Research published in Science shows that Victoria’s koalas are recovering genetic variability faster than expected thanks to an often underestimated biological mechanism: DNA recombination during reproduction.
The study, based on the genomic analysis of over 400 individuals from 27 different populations, suggests that even species that have gone through a severe “genetic bottleneck” can recover some of their diversity over time.
From collapse to recovery
At the end of the 19th century, intensive hunting had reduced koalas to minimal numbers. To save them from extinction, some specimens were moved to islands off the coast of Victoria, where they were safe from hunters.
Those few animals became the nucleus of one of the longest repopulation operations in the history of conservation. During the twentieth century their descendants were reintroduced to the mainland. The result is surprising: in 2020 the state’s population had reached almost half a million individuals.
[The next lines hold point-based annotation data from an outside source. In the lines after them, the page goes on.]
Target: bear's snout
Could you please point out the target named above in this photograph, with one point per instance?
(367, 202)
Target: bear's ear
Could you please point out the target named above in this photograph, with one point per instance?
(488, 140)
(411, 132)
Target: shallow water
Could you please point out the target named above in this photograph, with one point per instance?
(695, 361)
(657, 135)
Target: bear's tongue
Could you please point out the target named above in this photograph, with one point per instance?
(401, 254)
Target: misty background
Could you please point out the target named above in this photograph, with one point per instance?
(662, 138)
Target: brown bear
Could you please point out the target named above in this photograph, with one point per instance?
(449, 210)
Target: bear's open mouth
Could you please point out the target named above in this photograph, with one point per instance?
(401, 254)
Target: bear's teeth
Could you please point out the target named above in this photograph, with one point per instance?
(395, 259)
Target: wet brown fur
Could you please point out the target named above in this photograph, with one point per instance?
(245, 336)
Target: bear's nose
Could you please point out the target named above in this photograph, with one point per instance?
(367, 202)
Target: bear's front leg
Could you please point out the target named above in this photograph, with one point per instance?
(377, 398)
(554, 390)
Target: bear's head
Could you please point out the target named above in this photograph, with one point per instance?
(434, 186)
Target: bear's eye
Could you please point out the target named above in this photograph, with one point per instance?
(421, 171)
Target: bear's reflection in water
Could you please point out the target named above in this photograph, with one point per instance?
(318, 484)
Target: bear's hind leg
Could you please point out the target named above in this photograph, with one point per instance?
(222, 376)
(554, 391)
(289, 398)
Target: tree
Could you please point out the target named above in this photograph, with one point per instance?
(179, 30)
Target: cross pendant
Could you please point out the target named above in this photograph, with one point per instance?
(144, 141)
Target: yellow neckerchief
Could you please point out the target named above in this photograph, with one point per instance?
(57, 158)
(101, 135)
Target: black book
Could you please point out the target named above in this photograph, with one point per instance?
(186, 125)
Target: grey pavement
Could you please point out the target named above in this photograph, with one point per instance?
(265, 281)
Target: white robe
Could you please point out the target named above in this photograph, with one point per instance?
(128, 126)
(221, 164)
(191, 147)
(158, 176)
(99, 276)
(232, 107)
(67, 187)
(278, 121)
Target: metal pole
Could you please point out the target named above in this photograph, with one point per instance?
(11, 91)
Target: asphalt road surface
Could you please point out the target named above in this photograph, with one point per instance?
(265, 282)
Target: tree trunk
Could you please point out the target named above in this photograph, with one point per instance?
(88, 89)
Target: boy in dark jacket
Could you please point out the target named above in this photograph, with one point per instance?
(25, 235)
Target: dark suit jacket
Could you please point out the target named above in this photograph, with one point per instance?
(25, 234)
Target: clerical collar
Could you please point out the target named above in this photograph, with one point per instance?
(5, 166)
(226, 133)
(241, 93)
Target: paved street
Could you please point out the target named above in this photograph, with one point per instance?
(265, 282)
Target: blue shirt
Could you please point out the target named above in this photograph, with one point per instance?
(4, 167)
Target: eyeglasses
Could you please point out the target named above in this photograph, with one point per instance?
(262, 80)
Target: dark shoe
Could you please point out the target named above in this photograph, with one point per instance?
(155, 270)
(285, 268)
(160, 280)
However, numerical growth does not automatically coincide with genetic health. Because all animals descend from very few founders, biologists have for decades feared that the population was genetically fragile.
The hidden role of recombination
The new study tells a more complex story. By analyzing koala genomes, researchers observed that population expansion has increased the frequency of genetic recombination: the process by which parental chromosomes shuffle, producing new combinations of genes in their offspring.
The more individuals reproduce, the more often this mixing occurs. Over time, natural selection tends to preserve favorable combinations and eliminate harmful ones.
The result is that rare genetic variants are appearing in Victoria’s koalas, indicating a gradual rebuilding of diversity. A signal that would not have emerged using traditional indicators alone.
The paradox of “healthy” populations
The research also calls into question some certainties of conservation genetics. The populations of Queensland and New South Wales, historically considered more solid because with greater genetic variability, are instead showing signs of decline.
Here the actual number of animals breeding is decreasing. Fewer births means less recombination and therefore fewer opportunities for the genome to generate useful combinations.
According to the authors of the study, evaluating the health of a species therefore requires observing not only the genetic diversity present, but also the demographic dynamics that produce it.
A lesson for conservation
The story of the koalas suggests that evolution can offer unexpected ways out even after profound crises. That’s no guarantee: fragmented habitats, urbanization and disease continue to threaten many Australian populations.
But the study points to a clear direction. Monitoring genomes and the actual size of populations allows us to understand if a species is really recovering or if the recovery is only apparent.
In other words, to save biodiversity we need to understand how animals reproduce, how their genes mix and what evolutionary future they are building.